The chief bent over, and whispered instructions to some of his followers on the off-side of his camel. These came round, and laying a hand on Haslam’s shoulder ordered him to go with them. Resistance was absolutely useless, and Haslam was marched away. They were taking him in the direction of the Levy Sowars’ camp, he noticed, of course to execute him there. His time had come, he concluded. Rapidly, as he walked to his doom, his past life flashed through his recollection. He had been a careless sort of chap, he supposed, like others, no better—he would have shrunk from the imputation of making any other claim—but, he hoped, no worse. He had not troubled his head much about what lay beyond the grave, nor had he ever shrunk from death when duty or dangerous sport had brought him within gazing distance of it. Perhaps, if all that was taught of what came after it were true, or even a portion, why, he was surrendering his life rather than give information which should place the lives of others in danger, and it might be taken into consideration. But of mercy at the hands of yon ruthless freebooter he had no hope. At any rate, he would meet a swift death—they would shoot or behead him, and they might have done him to death by slow torture. He thought of his wife and young family away in England. Would they miss him much, and, more important still, would the Government do anything for them over and above the rather moderate pension which they would draw from the fund to which he had subscribed throughout his term of service? It was not probable. Government was seldom liberal. Then his thoughts were broken in upon. They had reached the tents of the Levy Sowars, and into one of these he was ordered.

Wonderingly he obeyed. What did it mean? Were they not going to put him to death after all, for it occurred to him they would hardly have brought him into a tent for such a purpose? But he was ordered to seat himself, and remain perfectly still—and informed that any movement he might make, or sound that he should utter, would be his last. And then, immediately outside the canvas which screened him from the outer world, he heard the loud sharp, double report of a rifle.

One other heard it too, and that one was Tarleton.

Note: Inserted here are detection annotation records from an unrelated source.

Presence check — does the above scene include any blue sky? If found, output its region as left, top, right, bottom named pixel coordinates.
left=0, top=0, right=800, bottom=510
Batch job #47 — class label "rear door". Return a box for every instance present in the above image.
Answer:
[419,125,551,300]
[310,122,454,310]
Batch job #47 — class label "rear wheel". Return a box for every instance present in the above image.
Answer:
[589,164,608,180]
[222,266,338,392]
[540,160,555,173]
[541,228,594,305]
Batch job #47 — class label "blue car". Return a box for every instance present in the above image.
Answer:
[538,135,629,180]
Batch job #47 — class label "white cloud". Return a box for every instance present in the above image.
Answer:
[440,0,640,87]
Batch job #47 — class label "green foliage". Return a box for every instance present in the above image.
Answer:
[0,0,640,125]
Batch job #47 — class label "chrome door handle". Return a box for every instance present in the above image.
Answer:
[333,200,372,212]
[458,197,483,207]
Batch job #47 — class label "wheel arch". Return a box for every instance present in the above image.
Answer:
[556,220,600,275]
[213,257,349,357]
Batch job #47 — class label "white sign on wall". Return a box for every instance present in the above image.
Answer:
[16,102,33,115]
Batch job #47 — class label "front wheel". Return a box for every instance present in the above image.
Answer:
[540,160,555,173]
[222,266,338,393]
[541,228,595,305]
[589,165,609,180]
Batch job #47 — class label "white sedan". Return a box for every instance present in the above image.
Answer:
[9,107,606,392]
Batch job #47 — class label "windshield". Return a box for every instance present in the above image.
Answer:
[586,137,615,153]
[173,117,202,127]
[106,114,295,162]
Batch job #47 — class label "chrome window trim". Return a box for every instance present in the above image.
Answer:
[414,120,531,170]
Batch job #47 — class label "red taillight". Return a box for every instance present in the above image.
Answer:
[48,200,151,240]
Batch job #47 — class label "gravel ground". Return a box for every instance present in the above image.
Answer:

To his mind it suggested but one solution—possible rescue to wit—acting upon which idea he did what a man of his bull-headed temperament would be expected to do, but which, had his idea been correct, was the very worst possible thing he could have done. He came to the tent door, and looked eagerly and anxiously out.

Murad Afzul still sat there on his great camel, his countenance as cold and impassive as the graceful folds of his snowy turban, while upon his followers a strange hush had fallen. At sight of the Feringhi it was broken—broken by muttered curses and threats. But—where was Haslam?